You know I say just what I think, and nothing more nor less.—I cannot say one thing and mean another.

Soul

The intellect of man sits visibly enthroned upon his forehead and in his eye, and the heart of man is written upon his countenance. But the soul reveals itself in the voice only, as God revealed Himself to the prophet of old in the still small voice, and in the voice from the burning bush.

Spring

If spring came but once in a century, instead of once a year, or burst forth with the sound of an earthquake, and not in silence, what wonder and expectation there would be in all hearts to behold the miraculous change! But now the silent succession suggests nothing but necessity. To most men only the cessation of the miracle would be miraculous, and the perpetual exercise of God's power seems less wonderful than its withdrawal would be.

Stars

Silent, one by one, in the infinite meadows of heaven, blossomed the lovely stars, the forget-me-nots of angels.

Study

As the turning of logs will make a dull fire burn, so change of studies will a dull brain.

Style

With many readers, brilliancy of style passes for affluence of thought; they mistake buttercups in the grass for immeasurable gold mines under ground.

Submission

Submission is the footprint of faith in the pathway of sorrow.
Tomorrow!—I dare not ask; I know not what is best: God hath already said what shall betide.

Suffering

Know how sublime a thing it is to suffer and be strong.

Time

The same object seen from the three different points of view—the past, the present, and the future—often exhibits three different faces to us; like those sign-boards over shop doors, which represent the face of a lion as we approach, of a man when we are in front, and of an ass when we have passed.

What is time?—The shadow on the dial, the striking of the clock, the running of the sand, day and night, summer and winter, months, years, centuries—these are but the arbitrary and outward signs—the measure of time, not time itself. Time is the life of the soul.

Trees

This is the forest primeval. The murmuring pines and the hemlocks, bearded with moss and in garments green, indistinct in the twilight, stand like Druids of eld, with voices sad and prophetic, stand like harpers hoar, with beards that rest on their bosoms.

Trouble

Trouble is the next best thing to enjoyment; there is no fate in the world so horrible as to have no share in either its joys or sorrows.

Twilight

The day is done; and slowly from the scene the stooping sun upgathers his spent shafts, and puts them back into his golden quiver!

Softly the evening came. The sun from the western horizon, like a magician, extended his golden wand o'er the landscape.

Oh, how beautiful is the summer night, which is not night, but a sunless, yet unclouded, day, descending upon earth with dews, and shadows, and refreshing coolness! How beautiful the long mild twilight, which, like a silver clasp, unites today with yesterday! How beautiful the silent hour, when morning and evening thus sit together, hand in hand, beneath the starless sky of midnight!

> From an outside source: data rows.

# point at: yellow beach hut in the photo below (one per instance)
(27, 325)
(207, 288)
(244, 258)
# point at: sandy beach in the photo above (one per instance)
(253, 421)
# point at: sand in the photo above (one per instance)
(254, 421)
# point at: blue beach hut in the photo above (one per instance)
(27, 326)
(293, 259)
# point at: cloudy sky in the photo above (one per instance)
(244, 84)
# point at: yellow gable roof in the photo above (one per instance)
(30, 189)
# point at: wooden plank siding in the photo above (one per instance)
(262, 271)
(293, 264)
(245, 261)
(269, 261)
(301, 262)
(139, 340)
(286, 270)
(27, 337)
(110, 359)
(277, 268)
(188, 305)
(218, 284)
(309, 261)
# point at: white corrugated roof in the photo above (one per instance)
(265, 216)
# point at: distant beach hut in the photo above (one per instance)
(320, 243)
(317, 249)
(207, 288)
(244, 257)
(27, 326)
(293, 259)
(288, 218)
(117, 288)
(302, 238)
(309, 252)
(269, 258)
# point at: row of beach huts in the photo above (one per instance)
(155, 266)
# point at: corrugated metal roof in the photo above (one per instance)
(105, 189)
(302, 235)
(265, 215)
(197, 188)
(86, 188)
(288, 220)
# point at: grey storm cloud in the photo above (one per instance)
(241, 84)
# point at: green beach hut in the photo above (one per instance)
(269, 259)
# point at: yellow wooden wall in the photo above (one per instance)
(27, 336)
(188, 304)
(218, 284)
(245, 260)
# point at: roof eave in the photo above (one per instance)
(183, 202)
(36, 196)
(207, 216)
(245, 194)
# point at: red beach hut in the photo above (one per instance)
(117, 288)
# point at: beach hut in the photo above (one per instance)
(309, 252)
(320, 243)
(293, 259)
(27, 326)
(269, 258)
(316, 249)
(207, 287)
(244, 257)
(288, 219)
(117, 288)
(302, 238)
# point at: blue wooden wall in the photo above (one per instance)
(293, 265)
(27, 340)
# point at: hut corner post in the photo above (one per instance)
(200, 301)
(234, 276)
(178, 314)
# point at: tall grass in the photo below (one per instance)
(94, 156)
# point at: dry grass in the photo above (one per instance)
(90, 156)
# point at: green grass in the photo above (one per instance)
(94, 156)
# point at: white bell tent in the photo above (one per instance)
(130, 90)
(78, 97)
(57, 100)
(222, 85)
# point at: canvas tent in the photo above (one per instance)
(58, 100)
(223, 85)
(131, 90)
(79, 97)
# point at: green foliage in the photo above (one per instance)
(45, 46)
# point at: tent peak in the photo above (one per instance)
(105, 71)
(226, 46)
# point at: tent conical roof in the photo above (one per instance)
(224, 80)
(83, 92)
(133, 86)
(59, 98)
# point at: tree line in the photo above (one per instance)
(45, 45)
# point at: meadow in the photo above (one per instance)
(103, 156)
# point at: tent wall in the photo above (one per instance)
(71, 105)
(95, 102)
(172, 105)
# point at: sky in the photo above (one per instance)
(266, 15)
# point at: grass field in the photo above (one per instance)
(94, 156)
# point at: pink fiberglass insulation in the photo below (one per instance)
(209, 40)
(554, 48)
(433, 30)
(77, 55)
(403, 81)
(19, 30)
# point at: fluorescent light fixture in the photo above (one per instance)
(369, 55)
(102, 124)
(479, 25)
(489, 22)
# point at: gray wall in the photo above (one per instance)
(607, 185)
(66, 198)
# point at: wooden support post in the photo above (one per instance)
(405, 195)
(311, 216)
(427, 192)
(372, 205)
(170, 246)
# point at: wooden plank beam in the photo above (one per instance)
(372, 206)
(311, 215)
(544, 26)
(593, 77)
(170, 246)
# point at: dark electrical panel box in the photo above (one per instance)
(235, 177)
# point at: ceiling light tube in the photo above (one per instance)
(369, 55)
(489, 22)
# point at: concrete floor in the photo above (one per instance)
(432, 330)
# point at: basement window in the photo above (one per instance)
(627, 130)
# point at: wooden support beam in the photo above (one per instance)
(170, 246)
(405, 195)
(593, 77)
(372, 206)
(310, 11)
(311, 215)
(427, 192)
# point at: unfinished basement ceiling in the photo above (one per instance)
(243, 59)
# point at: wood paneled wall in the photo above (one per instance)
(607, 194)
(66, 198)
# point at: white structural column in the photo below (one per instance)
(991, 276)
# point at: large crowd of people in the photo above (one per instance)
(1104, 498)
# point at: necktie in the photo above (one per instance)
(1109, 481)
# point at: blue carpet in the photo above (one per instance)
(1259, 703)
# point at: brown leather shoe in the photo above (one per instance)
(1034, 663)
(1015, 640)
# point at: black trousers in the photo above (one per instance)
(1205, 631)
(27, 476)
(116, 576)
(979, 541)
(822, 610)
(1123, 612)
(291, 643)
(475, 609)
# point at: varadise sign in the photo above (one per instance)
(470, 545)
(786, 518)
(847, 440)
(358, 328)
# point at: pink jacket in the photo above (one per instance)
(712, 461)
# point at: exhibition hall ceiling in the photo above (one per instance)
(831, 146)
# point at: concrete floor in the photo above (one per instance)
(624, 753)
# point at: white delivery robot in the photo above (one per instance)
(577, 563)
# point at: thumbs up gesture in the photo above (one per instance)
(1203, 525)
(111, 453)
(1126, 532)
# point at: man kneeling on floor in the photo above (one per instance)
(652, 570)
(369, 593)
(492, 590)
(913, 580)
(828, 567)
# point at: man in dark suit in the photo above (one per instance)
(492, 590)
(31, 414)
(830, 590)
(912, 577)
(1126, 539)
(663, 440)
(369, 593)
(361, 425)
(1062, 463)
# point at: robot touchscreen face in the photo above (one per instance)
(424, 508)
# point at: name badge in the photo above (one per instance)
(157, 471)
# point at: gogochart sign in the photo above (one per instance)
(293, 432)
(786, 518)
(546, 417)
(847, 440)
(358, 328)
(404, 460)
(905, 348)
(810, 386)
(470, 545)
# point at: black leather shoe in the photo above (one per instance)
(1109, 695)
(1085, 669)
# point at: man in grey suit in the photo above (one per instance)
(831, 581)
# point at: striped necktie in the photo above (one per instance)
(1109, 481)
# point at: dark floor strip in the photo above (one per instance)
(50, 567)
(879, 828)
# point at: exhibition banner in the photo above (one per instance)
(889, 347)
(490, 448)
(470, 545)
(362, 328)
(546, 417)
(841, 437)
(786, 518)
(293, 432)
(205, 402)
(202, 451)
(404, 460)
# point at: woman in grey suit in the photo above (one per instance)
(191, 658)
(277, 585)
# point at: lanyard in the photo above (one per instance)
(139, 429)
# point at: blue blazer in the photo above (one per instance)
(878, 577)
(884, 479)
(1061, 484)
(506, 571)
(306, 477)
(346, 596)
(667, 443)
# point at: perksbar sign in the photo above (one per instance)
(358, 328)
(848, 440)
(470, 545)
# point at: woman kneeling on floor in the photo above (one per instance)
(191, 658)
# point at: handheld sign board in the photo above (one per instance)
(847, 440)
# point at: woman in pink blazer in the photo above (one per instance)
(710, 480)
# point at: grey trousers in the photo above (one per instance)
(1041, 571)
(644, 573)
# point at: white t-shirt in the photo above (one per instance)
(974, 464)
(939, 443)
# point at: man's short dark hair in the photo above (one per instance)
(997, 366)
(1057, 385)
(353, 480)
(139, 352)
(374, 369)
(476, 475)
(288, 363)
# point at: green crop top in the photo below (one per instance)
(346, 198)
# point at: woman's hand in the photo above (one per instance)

What heart has not acknowledged the influence of this hour, the sweet and soothing hour of twilight— the hour of love—the hour of adoration—the hour of rest—when we think of those we love, only to regret that we have not love them more dearly; when we remember our enemies only to forgive them.

Voice

How wonderful is the human voice!—It is indeed the organ of the soul. The intellect of man sits enthroned, visibly, on his forehead and in his eye, and the heart of man is written on his countenance, but the soul reveals itself in the voice only.

Thy voice is celestial melody.

Will

To will what God wills is the only science that gives us rest.

Wind

The gentle wind, a sweet and passionate wooer, kisses the blushing leaf.

World

Oh, what a glory doth this world put on, for him who with a fervent heart goes forth under the bright and glorious sky, and looks on duties well performed, and days well spent.